Agentic Harness Engineering
Agentic Harness Engineering (AHE) automates the optimization of coding-agent environments through a closed-loop system utilizing component, experience, and decision observability. By transforming harness edits into falsifiable contracts, AHE achieved a 7.3pp gain on Terminal-Bench 2 and outperformed human-designed baselines. The resulting harnesses generalize across model families and benchmarks, with performance gains primarily driven by improvements to tools, middleware, and memory rather than system prompts.
Code
Kanwas, open-source shared context board for teams and agents
Kanwas is a multiplayer workspace that provides a shared context board for teams and AI agents to collaborate on documents, evidence, and tool calls. It features a Git-backed markdown filesystem for version control and portability, allowing users to stream agent outputs into a shared timeline and export structured artifacts to local repos for use with coding agents. The platform leverages Yjs for real-time collaboration and supports integration with Anthropic and OpenAI APIs.
TRiP – a complete transformer engine in C built from scratch just by me
TRiP is a lightweight, from-scratch C engine for Transformer models, supporting inference, training, and multimodal vision for architectures like Llama 2, Gemma, and PaliGemma. Designed for educational deep-dives into LLM internals, it implements tensor operations, backpropagation with AdamW, and BPE tokenization without external frameworks. The project features a minimal codebase that handles SafeTensors, various weight types, and RAM-optimized inference via mmap.
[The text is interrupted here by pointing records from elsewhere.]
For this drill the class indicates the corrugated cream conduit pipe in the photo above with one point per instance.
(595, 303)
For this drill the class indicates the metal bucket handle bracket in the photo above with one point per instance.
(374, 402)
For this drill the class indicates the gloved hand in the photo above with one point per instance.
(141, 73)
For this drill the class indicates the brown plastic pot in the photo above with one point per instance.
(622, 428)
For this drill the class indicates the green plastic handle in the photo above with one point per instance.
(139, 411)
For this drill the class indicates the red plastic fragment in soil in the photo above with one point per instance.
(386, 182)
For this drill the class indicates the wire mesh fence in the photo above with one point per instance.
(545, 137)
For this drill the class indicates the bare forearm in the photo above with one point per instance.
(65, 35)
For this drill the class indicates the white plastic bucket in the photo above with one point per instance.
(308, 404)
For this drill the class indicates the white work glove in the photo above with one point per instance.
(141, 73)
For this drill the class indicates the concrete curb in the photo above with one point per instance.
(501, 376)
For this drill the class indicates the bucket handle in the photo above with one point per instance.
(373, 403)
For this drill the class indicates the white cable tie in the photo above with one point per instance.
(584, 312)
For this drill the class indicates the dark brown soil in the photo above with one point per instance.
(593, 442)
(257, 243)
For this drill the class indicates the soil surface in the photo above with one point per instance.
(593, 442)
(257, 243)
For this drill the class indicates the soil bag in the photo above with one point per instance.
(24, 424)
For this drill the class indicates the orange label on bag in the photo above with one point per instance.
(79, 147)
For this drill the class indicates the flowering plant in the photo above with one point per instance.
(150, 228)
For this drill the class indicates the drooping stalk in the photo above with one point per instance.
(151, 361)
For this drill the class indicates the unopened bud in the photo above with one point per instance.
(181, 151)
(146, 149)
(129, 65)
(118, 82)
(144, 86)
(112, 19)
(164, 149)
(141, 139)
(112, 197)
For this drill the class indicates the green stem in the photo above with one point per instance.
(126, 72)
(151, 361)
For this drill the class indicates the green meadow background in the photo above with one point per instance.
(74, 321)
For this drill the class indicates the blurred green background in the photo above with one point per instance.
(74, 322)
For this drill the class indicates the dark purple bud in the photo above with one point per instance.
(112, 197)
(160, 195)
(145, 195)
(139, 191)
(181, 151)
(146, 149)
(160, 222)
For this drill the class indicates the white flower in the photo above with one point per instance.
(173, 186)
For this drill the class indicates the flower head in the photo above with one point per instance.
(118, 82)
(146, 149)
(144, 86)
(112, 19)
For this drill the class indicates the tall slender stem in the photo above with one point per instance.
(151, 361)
Agent that refuses to run commands without human approval
Fewshell is a self-hosted, cross-platform SSH copilot that integrates LLMs into terminal workflows for DevOps and MLOps. It prioritizes security through a human-in-the-loop model where every AI-generated command requires manual approval, and sensitive secrets are redacted from the LLM context. The architecture supports a BYOM approach with providers like OpenAI and Ollama, synchronizing persistent sessions across mobile and desktop via secure SSH tunnels.
Task Manager for AI Agents (MCP, Opensource)
AgentRQ is an agent-human collaboration platform that utilizes MCP to integrate LLMs like Claude directly into task management workflows. Built with a Go/Fiber backend and a Vue.js 3 frontend, the architecture features real-time SSE synchronization and a "Supervisor" CoreMCP for global multi-workspace orchestration. The platform enables agents to autonomously manage tasks, handle attachments, and communicate with human operators through a standardized suite of MCP tools.
Yiitap – AI-native Notion-style block editor
Yiitap is an AI-native, block-based WYSIWYG editor built on Tiptap and ProseMirror, supporting both Vue and React. It features built-in AI integration for content generation, native Markdown support, and over 15 custom extensions. The framework is designed for developers building AI-powered writing tools, knowledge bases, and LLM chat interfaces.